The Parisian neighborhood of Montmartre, once home to artists like Toulouse-Lautrec, Utrillo, and Renoir, is built atop a series of limestone quarries. Little do most residents of this quartier know that their apartment buildings have risen on top of a "gruyere cheese" type labyrinth. Just as tentative is Montmartre's large Corsican population, which protects its own, even at its peril.
Murder in Montmartre, the sixth in the Aimee Leduc series, begins with murder. Aimee's childhood friend Laure, now a cop -- a flic -- is severely injured when her partner drags her to a meeting with an informer. Her partner, Jacques, is shot and killed in the exchange and Laure is charged with the murder. That her hands show gunshot residue and that she's in a coma and can't defend herself just makes matters worse.

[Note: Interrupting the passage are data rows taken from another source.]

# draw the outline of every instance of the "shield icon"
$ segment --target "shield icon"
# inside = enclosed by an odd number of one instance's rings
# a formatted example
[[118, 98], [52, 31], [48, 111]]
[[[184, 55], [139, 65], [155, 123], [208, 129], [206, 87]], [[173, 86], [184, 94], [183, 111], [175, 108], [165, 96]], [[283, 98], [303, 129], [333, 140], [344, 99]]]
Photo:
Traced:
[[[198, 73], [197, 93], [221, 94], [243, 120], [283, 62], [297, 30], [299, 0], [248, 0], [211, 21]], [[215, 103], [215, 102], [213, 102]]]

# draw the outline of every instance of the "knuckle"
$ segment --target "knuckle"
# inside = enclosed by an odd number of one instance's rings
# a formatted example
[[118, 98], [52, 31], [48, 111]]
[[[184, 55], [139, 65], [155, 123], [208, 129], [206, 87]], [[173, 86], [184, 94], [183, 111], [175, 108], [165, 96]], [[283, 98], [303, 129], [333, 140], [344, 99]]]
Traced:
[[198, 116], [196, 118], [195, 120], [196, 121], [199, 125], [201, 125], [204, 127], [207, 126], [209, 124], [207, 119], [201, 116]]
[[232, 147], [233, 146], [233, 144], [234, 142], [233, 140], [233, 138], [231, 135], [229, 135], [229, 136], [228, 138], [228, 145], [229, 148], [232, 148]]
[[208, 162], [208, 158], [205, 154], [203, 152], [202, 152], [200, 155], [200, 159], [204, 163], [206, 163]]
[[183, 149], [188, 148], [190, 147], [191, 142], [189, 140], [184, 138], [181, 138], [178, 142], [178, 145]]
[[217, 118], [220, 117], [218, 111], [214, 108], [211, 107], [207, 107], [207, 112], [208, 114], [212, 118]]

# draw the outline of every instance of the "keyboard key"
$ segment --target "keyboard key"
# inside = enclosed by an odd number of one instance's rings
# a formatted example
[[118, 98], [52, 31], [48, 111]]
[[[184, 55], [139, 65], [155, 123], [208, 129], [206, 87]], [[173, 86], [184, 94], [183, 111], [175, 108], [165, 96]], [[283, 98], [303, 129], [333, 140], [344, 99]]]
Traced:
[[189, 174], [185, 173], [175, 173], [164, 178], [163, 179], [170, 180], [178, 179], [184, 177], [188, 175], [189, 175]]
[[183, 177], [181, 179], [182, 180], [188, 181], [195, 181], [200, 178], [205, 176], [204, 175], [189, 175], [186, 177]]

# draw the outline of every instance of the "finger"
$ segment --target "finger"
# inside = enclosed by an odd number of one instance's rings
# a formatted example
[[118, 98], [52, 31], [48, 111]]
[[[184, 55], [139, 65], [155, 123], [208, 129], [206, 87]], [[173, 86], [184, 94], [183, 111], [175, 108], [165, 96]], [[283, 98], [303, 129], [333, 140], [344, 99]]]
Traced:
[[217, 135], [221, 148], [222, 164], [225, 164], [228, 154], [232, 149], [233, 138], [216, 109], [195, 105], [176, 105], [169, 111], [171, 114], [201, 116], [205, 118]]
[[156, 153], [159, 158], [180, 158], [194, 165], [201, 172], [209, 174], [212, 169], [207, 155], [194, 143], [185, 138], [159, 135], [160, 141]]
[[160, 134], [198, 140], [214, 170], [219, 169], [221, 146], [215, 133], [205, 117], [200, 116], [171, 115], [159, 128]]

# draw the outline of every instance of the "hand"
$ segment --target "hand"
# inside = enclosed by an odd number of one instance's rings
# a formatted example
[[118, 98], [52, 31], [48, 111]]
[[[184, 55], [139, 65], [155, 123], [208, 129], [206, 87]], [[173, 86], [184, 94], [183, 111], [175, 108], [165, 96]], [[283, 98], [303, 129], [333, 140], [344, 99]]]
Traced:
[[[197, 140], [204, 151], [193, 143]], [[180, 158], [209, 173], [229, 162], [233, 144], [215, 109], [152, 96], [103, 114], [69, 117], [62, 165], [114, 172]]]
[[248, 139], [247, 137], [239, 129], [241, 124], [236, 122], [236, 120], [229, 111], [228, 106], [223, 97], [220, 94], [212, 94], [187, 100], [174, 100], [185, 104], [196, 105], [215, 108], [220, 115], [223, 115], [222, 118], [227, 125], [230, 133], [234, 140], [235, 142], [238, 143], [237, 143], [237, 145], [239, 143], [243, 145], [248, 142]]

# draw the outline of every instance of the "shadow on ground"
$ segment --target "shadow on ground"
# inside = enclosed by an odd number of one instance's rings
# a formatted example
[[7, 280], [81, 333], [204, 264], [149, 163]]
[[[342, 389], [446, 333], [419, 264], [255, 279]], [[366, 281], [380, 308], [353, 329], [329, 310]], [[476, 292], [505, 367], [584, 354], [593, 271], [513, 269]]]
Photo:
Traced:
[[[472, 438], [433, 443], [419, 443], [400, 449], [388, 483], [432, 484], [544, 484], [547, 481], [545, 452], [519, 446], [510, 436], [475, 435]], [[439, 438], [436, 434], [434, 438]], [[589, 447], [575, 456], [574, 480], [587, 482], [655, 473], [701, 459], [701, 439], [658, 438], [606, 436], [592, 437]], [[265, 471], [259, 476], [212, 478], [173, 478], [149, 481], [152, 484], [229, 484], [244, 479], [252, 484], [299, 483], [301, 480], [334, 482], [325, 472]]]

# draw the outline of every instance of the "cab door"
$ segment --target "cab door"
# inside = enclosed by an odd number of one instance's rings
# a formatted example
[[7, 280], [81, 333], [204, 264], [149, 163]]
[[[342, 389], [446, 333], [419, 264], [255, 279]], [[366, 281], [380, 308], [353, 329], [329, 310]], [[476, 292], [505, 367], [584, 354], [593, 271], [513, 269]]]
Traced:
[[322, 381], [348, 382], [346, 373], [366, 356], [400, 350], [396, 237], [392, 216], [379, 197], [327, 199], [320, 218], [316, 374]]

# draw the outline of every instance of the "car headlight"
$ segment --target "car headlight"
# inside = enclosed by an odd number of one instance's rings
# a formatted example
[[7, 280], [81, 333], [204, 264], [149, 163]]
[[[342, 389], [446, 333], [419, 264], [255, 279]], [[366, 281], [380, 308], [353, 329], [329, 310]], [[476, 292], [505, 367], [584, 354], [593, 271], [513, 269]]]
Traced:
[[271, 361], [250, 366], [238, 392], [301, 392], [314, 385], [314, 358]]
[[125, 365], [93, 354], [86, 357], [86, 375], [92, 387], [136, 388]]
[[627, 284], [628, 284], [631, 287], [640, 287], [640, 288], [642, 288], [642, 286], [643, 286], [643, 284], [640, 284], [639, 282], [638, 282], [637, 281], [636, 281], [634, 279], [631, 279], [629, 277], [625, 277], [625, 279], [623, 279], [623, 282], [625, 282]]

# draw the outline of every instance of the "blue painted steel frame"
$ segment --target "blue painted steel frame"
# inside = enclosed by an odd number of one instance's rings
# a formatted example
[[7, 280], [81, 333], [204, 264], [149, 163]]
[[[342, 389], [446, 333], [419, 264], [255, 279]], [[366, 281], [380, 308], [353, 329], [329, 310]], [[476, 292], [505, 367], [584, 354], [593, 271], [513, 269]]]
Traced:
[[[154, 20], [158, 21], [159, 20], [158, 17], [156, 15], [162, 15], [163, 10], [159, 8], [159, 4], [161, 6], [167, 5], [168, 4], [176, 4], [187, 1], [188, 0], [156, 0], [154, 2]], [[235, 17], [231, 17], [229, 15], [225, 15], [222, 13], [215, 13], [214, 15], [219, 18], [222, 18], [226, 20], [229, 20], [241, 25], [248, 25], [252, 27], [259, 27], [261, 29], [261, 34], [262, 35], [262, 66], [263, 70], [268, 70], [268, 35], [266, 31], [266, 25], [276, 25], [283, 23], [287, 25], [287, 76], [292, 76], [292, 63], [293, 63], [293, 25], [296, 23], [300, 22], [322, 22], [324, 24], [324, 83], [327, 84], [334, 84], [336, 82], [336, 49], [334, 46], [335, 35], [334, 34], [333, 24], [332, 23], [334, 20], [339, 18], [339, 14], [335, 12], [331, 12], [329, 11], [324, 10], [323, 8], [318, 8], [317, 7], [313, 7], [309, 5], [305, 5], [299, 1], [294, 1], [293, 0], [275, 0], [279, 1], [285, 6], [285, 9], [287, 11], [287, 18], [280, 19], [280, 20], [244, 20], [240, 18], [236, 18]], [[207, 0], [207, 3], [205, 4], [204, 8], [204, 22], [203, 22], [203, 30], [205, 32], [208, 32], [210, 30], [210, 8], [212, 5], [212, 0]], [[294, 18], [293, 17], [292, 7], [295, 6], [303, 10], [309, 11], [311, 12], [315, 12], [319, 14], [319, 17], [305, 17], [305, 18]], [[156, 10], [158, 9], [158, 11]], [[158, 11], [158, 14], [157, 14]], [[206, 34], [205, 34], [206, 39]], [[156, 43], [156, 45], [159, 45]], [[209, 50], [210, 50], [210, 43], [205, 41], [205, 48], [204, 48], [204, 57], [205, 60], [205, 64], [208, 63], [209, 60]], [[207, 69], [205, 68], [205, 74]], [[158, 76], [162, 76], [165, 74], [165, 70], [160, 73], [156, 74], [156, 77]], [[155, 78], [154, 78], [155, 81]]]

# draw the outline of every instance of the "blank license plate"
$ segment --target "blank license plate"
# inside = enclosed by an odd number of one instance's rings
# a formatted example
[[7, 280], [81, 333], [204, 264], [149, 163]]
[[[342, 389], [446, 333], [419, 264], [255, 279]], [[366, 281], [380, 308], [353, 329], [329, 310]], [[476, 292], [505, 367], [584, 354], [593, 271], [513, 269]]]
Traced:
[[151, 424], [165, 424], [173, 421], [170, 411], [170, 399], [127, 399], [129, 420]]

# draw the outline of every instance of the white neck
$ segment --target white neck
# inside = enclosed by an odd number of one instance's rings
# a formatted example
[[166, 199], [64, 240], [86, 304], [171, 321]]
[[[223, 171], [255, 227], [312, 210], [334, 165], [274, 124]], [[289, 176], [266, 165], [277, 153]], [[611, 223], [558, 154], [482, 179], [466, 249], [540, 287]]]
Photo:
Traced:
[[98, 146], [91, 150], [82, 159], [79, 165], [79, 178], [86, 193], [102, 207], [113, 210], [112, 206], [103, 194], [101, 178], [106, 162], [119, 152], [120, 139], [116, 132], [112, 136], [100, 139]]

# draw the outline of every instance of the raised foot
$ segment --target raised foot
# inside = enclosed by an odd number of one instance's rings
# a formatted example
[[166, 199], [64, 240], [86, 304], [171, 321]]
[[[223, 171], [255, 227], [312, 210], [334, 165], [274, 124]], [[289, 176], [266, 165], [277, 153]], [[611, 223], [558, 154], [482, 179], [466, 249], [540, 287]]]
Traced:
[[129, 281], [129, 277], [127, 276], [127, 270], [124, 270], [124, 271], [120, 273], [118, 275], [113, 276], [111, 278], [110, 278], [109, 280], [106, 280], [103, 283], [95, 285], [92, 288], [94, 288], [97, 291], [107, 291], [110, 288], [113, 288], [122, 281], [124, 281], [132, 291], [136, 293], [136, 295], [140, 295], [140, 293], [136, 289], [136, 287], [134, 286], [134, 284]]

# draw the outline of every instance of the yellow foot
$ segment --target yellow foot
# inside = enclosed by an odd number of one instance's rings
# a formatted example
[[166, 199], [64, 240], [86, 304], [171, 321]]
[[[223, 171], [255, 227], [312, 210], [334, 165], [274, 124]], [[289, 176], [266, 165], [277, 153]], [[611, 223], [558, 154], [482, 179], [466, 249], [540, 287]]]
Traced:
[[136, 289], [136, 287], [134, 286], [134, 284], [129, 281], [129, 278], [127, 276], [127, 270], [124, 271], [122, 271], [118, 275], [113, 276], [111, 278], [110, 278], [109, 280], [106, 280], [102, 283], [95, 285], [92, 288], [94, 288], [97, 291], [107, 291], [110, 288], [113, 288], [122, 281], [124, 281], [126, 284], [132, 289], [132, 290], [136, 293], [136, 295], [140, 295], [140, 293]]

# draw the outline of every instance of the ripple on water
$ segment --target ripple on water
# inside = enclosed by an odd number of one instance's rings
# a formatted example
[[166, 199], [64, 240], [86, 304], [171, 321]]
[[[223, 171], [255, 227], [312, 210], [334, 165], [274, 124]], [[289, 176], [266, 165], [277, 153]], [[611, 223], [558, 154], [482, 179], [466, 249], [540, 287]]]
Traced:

Aimee Leduc runs a private detective agency, started by her grandfather and perpetuated by her father, a former police commissioner. She specializes in computer security, but can't decline getting involved in the policeman's murder in hopes of clearing her friend. What she finds draws her into the secrets and dangers of the Corsican Separatist Movement, the Armata Corsica, a terrorist organization whose methods are swift and brutal.
Since the case is viewed as open and shut by the authorities, Aimee digs to find clues that will clear her friend of murder. As she finds more and more about the dead policeman and his secrets, she finds hints that her father's recent death in an explosion may have been more complicated than it seemed at the time. Will finding the truth about Laure force her to face truths about her own family?
Not since Georges Simenon's Maigret novels has a mystery series so vividly depicted life in Paris, beyond the tourist spots. Murder in Montmartre shows a side of Paris that includes small local haunts and habits as well as the seamier side of Montmartre, with its rampant gambling and prostitution. Cara Black ably combines Parisian history and culture with a fast-paced and exciting mystery.
Cara Black is a American writer with a passion for France. She lives in San Francisco with her husband, a bookseller, and their son, and makes frequent trips to Paris. Her seventh Aimee Leduc novel, Murder on the Ile Saint-Louis, is was released in March of 2007.